Auspico sinceramente da anni che ogni formazione d’ambito genericamente indie e genericamente con chitarre faccia propria quella libertà espressiva che gli Oneida hanno da sempre dimostrato di avere, lungo una carriera che anagraficamente e discograficamente si è fatta ormai più che sostanziosa. E questo ennesimo album tirato fuori senza chiacchiere e senza hype, senza introduzioni o quasi, solo andandosene in studio a registrare quando si ha l’urgenza di dire qualcosa o semplicemente la voglia di suonare, ne è la quintessenziale dimostrazione. Gli Oneida sono gli Oneida, ovviamente, ma sono anche – dovrebbero essere, in realtà – un punto di riferimento ideologico più che strettamente musicale e se non lo sono, questo non esserlo è la rappresentazione plastica di come anche e soprattutto l’underground stia andando a puttane.
Sia come sia, dopo i 40 minuti scarsi di Success ora il minutaggio è addirittura più parco e, sostanzialmente, la novità è solo questa rispetto ai monoliti con cui ci hanno deliziato in passato. Per il resto, la volontà sfasciona di suonare una sorta di rock a tutto tondo, un tondo ovviamente che va dal noise-rock più spericolato all’art-rock più depravato passando per la psichedelia a modo loro e l’indie-rock primigenio, è rimasta intatta. Anzi, sembra ancor più libera ora che i cinque si sono fisicamente divisi e l’elaborazione dell’album è stata, diciamo, per stratificazione: Bobby Matador da Boston manda degli abbozzi ai sodali a NY che li strutturano (Kid Millions e Barry London) e poi destrutturano (Hanoi Jane e Shahin Motia) con degli “out-of-tune licks”.
Tutto facile no?

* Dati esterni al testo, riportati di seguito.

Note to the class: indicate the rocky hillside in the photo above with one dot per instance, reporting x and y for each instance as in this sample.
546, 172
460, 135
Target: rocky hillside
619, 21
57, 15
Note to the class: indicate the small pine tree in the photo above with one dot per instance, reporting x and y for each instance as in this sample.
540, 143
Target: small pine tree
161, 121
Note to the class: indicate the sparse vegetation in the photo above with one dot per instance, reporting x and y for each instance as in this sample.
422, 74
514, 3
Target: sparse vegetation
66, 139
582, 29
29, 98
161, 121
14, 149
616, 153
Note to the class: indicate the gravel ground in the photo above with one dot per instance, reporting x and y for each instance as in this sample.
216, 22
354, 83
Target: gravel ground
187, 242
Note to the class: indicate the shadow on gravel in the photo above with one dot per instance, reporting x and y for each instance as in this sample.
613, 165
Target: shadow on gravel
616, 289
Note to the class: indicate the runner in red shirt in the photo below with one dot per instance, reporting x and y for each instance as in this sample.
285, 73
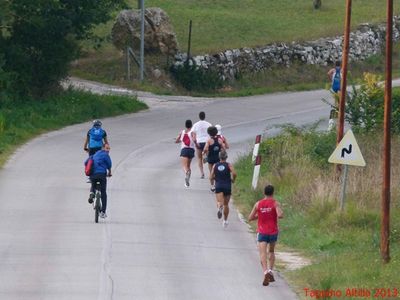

Sì perché il risultato è esattamente qualcosa di strutturato e al tempo stesso talmente reiterato e ipnotico da apparire destrutturato: sia esso una cavalcata cosmica (l’iniziale Reason To Hide, sette minuti di delizie e deliqui come ipotesi di ibridi Can/Chrome, ovvero krautismi nello spazio profondo), una specie di aggro-goth-punk da bruciare in fretta (La Plage) o un sing-a-long lontanamente sixties west coast per come possono intenderlo questi brutti ceffi (Here It Comes). O ancora quelle reiterazioni ossessive che fanno dei quattro minuti di Salt una di quelle jam (in sedicesimo) che hanno fatto il mito degli Oneida o Gunboats, sberleffo free tra rumorismo subliminale, rock depressivo à la Love 666, sfasamento (a)temporale, deliquio notturno sui rimasugli del rock degli ultimi n decenni e quant’altro possa esistere nel mondo a parte, questo sì davvero sottosopra, che è quello abitato dagli Oneida.
L’auspicio iniziale, ovviamente, è destinato a rimanere tale. Come tale è destinata a rimanere la musica di una delle formazioni che il dio della musica giusta ha deciso di donare a noi poveri adepti quindi perché opporre resistenza e non immolarsi a tale continua bellezza figlia di una attitudine, di una ideologia prima ancora che di una musica in senso stretto? Lunga vita agli Oneida e che le forze superiori ce li preservino.